# CLIP-Vision-BERT Multilingual Pre-trained Model

Pretrained CLIP-Vision-BERT pre-trained on translated [Conceptual-12M](https://github.com/google-research-datasets/conceptual-12m) image-text pairs using a masked language modeling (MLM) objective. 10M cleaned image-text pairs are translated using [mBART-50 one-to-many model](https://huggingface.co/facebook/mbart-large-50-one-to-many-mmt) to 2.5M examples each in English, French, German and Spanish. This model is based on the VisualBERT which was introduced in
[this paper](https://arxiv.org/abs/1908.03557) and first released in
[this repository](https://github.com/uclanlp/visualbert). We trained CLIP-Vision-BERT model during community week hosted by Huggingface 🤗 using JAX/Flax.

This checkpoint is pre-trained for 60k steps.

## Model description
CLIP-Vision-BERT is a modified BERT model which takes in visual embeddings from CLIP-Vision transformer and concatenates them with BERT textual embeddings before passing them to the self-attention layers of BERT. This is done for deep cross-modal interaction between the two modes.

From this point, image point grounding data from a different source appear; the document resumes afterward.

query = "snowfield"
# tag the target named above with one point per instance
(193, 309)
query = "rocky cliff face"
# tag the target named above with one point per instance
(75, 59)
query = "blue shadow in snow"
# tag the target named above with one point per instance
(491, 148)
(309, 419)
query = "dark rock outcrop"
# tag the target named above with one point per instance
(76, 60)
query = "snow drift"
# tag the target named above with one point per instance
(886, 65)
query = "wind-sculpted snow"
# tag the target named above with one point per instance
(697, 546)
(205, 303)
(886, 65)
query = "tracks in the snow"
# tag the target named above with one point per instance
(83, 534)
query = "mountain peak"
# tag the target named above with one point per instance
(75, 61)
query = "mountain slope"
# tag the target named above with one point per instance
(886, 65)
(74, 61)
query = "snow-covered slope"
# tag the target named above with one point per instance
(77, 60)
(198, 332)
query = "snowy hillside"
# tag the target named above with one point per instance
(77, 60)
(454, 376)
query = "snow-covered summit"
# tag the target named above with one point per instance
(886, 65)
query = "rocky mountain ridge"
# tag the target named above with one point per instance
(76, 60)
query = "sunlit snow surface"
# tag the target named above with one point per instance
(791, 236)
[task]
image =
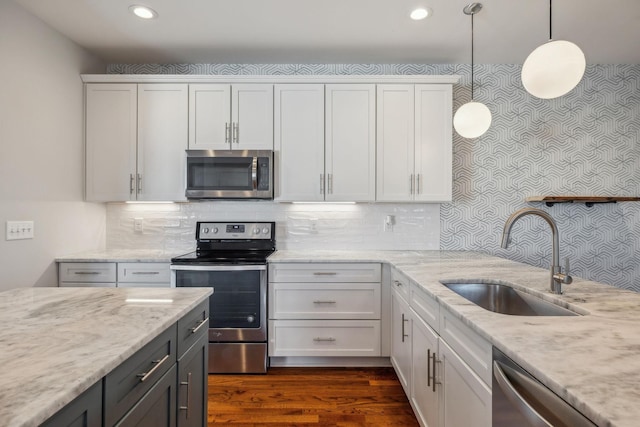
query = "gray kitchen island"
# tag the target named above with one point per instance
(102, 354)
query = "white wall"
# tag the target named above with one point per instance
(41, 149)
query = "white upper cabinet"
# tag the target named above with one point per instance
(414, 143)
(236, 117)
(350, 144)
(111, 133)
(299, 142)
(135, 141)
(162, 141)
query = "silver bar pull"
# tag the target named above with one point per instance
(236, 133)
(188, 384)
(145, 375)
(195, 329)
(324, 339)
(254, 173)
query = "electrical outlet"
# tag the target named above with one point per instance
(19, 230)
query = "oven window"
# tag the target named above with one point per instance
(236, 299)
(221, 173)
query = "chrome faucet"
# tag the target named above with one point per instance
(557, 276)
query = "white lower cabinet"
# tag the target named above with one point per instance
(445, 387)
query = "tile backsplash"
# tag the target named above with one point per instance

## Intended uses & limitations❗️
You can use the raw model for masked language modeling, but it's mostly intended to be fine-tuned on a downstream task.
Note that this model is primarily aimed at being fine-tuned on tasks such as visuo-linguistic sequence classification or visual question answering. We used this model to fine-tuned on a multi-translated version of the visual question answering task - [VQA v2](https://visualqa.org/challenge.html). Since Conceptual-12M is a dataset scraped from the internet, it will involve some biases which will also affect all fine-tuned versions of this model.

### How to use❓
You can use this model directly with a pipeline for masked language modeling. You will need to clone the model from [here](https://github.com/gchhablani/multilingual-vqa). An example of usage is shown below:
```python
>>> from torchvision.io import read_image
>>> import numpy as  np
>>> import os
>>> from transformers import CLIPProcessor, BertTokenizerFast
>>> from model.flax_clip_vision_bert.modeling_clip_vision_bert import FlaxCLIPVisionBertForMaskedLM
>>> image_path = os.path.join('images/val2014', os.listdir('images/val2014')[0])
>>> img = read_image(image_path)
>>> clip_processor = CLIPProcessor.from_pretrained('openai/clip-vit-base-patch32')
ftfy or spacy is not installed using BERT BasicTokenizer instead of ftfy.
>>> clip_outputs = clip_processor(images=img)
>>> clip_outputs['pixel_values'][0] = clip_outputs['pixel_values'][0].transpose(1,2,0) # Need to transpose images as model expected channel last images.
>>> tokenizer = BertTokenizerFast.from_pretrained('bert-base-multilingual-uncased')
>>> model = FlaxCLIPVisionBertForMaskedLM.from_pretrained('flax-community/clip-vision-bert-cc12m-60k')
>>> text = "Three teddy [MASK] in a showcase."
>>> tokens = tokenizer([text], return_tensors="np")
>>> pixel_values = np.concatenate([clip_outputs['pixel_values']])
>>> outputs = model(pixel_values=pixel_values, **tokens)
>>> indices = np.where(tokens['input_ids']==tokenizer.mask_token_id)
>>> preds = outputs.logits[indices][0]
>>> sorted_indices = np.argsort(preds)[::-1] # Get reverse sorted scores
/home/crocoder/anaconda3/lib/python3.8/site-packages/jax/_src/numpy/lax_numpy.py:4615: UserWarning: 'kind' argument to argsort is ignored.
  warnings.warn("'kind' argument to argsort is ignored.")
>>> top_5_indices = sorted_indices[:5]
>>> top_5_tokens = tokenizer.convert_ids_to_tokens(top_5_indices)
>>> top_5_scores = preds[top_5_indices]
>>> print(dict(zip(top_5_tokens, top_5_scores)))
{'bears': 19.241959, 'bear': 17.700356, 'animals': 14.368396, 'girls': 14.343797, 'dolls': 14.274415}

```

## Training data 🏋🏻‍♂️
The CLIP-Vision-BERT model was pre-trained on a translated version of the Conceptual-12m dataset in four languages using mBART-50: English, French, German and Spanish, with 2.5M image-text pairs in each.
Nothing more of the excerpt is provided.